Sherman Knight, CEO of Competitive Power Ventures, echoed Morgan’s comments and said the federal policy changes have not shifted the company’s priorities in the 2030-2035 time frame.

“I think we have to think about it from a more fundamental standpoint of what’s going to work,” he said. “There’s so much uncertainty over that long period of time, and you just can’t develop and build even within an administrative cycle.”

With significant demand growth on the horizon, Morgan stressed the need to stop the cycle of generator retirements. He criticized ISO-NE’s Pay-for-Performance (PFP) rules, which have led to significant penalties for slow-start thermal generators during capacity deficiency events.

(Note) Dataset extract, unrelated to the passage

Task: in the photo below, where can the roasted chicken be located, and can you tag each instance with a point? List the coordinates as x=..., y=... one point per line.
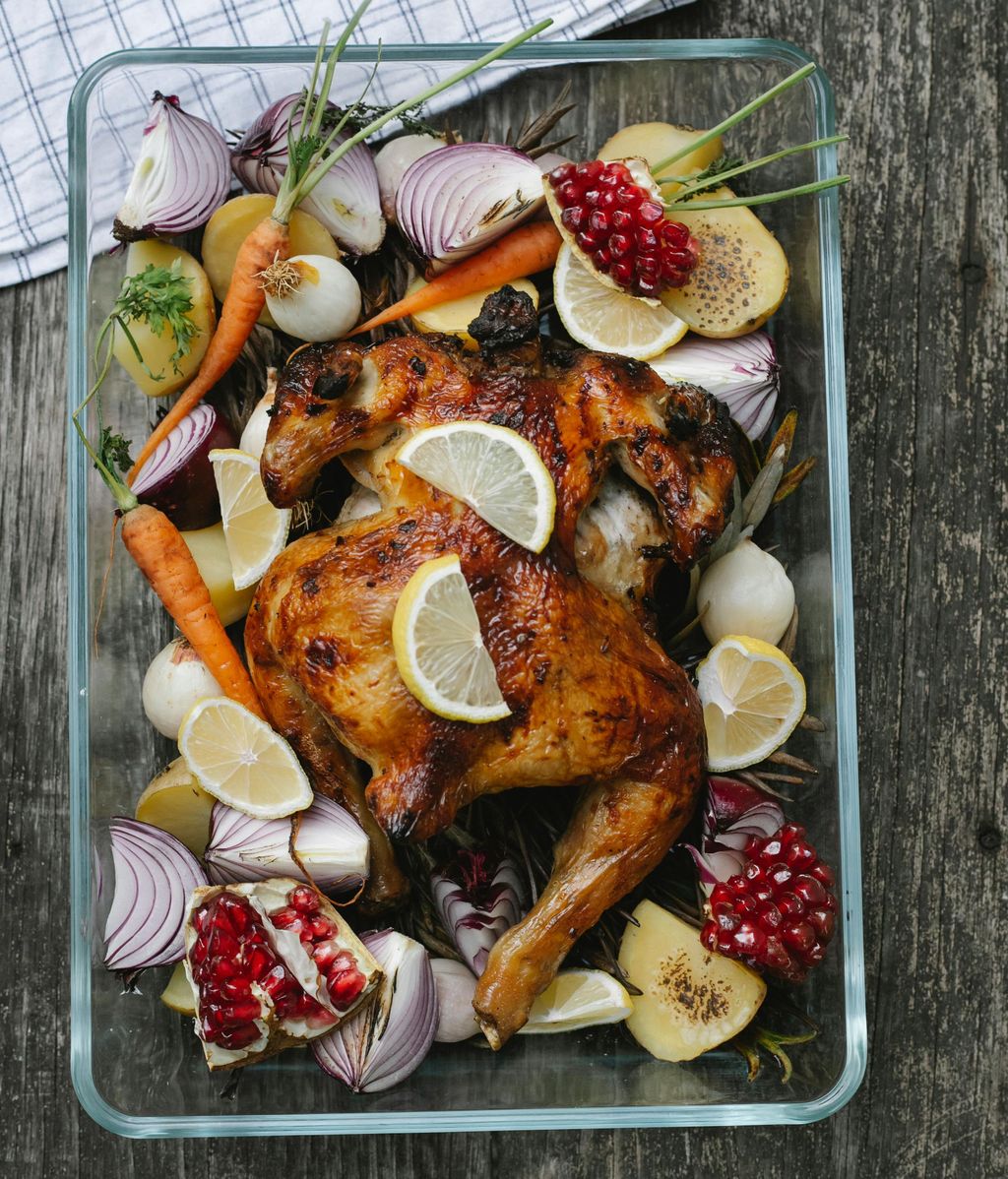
x=596, y=702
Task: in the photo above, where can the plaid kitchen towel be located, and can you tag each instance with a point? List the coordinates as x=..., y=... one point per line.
x=45, y=47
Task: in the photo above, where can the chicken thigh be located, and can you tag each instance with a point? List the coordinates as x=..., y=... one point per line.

“I have some real concerns about how we’re treating existing generation. But I tell you, over time, that generation is going to become as valuable as gold,” he said.

He also criticized the frequency of rule changes in the ISO-NE capacity market.

“Almost every year, we’re making a tweak or a change to the capacity market,” Morgan said. “People don’t believe the markets are going to be allowed to work, and frankly they haven’t been allowed to work.”

ISO-NE board Chair Cheryl LaFleur said that hints at an “age-old dilemma” that frequently came up during her time at FERC.

“People say ‘stop making changes, do not make any changes … except fix [PFP], fix ancillary services — just make my change, then stop making changes.’ It just seems to be the constant yin and yang.”

“I didn’t say it was easy,” responded Morgan.